While she was back there, I remembered something new: Kendra’s attempts to seem wealthy online. I hadn’t seen anything like this from her in a while, but the tendency had once been intense. She once posted a picture of herself standing beside a sky-blue Mercedes convertible, smiling in green-tinted sunglasses as she waved to no one in particular. Occasionally, she posted about first-class lounges as she waited for flights, bemoaning her fate that the delicious-looking snacks weren’t kosher. “If I can stick to my guns while staring down delicious-looking lobster en croute as I wait for my flight, I know I’ve made it,” she posted, maybe a year before this bus ride.

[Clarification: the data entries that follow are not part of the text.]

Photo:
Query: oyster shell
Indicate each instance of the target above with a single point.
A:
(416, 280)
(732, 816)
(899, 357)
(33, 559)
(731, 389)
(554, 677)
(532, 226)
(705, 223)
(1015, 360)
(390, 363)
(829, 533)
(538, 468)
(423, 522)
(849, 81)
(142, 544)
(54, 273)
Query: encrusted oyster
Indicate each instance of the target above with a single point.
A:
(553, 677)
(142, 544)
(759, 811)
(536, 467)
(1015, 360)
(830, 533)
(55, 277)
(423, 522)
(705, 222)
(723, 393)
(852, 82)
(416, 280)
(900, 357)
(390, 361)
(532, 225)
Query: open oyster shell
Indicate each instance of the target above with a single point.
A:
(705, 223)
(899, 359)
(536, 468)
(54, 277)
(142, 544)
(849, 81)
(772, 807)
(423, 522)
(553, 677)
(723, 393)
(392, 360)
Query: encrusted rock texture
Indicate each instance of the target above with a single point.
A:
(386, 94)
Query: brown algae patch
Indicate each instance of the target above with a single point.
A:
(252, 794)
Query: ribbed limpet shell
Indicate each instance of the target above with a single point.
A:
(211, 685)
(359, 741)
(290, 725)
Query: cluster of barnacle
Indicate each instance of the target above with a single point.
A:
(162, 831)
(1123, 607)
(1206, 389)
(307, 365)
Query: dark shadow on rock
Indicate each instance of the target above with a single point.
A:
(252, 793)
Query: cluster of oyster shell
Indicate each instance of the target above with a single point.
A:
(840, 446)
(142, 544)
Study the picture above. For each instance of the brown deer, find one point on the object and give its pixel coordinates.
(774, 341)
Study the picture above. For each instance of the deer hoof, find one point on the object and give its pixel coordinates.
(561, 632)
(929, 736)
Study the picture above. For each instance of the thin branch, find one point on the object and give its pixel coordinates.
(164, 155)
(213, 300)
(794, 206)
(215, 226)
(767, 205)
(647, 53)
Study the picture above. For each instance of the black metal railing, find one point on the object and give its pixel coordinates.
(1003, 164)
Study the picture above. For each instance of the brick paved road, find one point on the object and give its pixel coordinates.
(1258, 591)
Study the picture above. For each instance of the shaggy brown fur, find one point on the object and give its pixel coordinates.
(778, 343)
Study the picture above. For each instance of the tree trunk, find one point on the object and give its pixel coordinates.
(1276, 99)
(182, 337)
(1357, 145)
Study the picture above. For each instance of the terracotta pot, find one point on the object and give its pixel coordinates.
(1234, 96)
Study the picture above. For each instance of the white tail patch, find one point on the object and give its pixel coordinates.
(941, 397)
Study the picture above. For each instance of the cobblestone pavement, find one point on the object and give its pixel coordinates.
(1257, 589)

I tore off a piece of Snoopy/Woodstock with a flourish and wrote: “She who must turn down lobster en croute in first-class lounges does not normally travel with Go Bus.” I read it over and started grinning: a true, spontaneous smile that came upon me with ease. I’m not sure why this made me so happy. Whatever it says about me is probably something I should try to transcend. But I’m not much of a transcender, usually. I’m lucky enough to find true, easy joy however and wherever I can. This did it for me — this simple act of writing to Kendra Feld about lobster en croute and Go Bus on Snoopy/Woodstock paper.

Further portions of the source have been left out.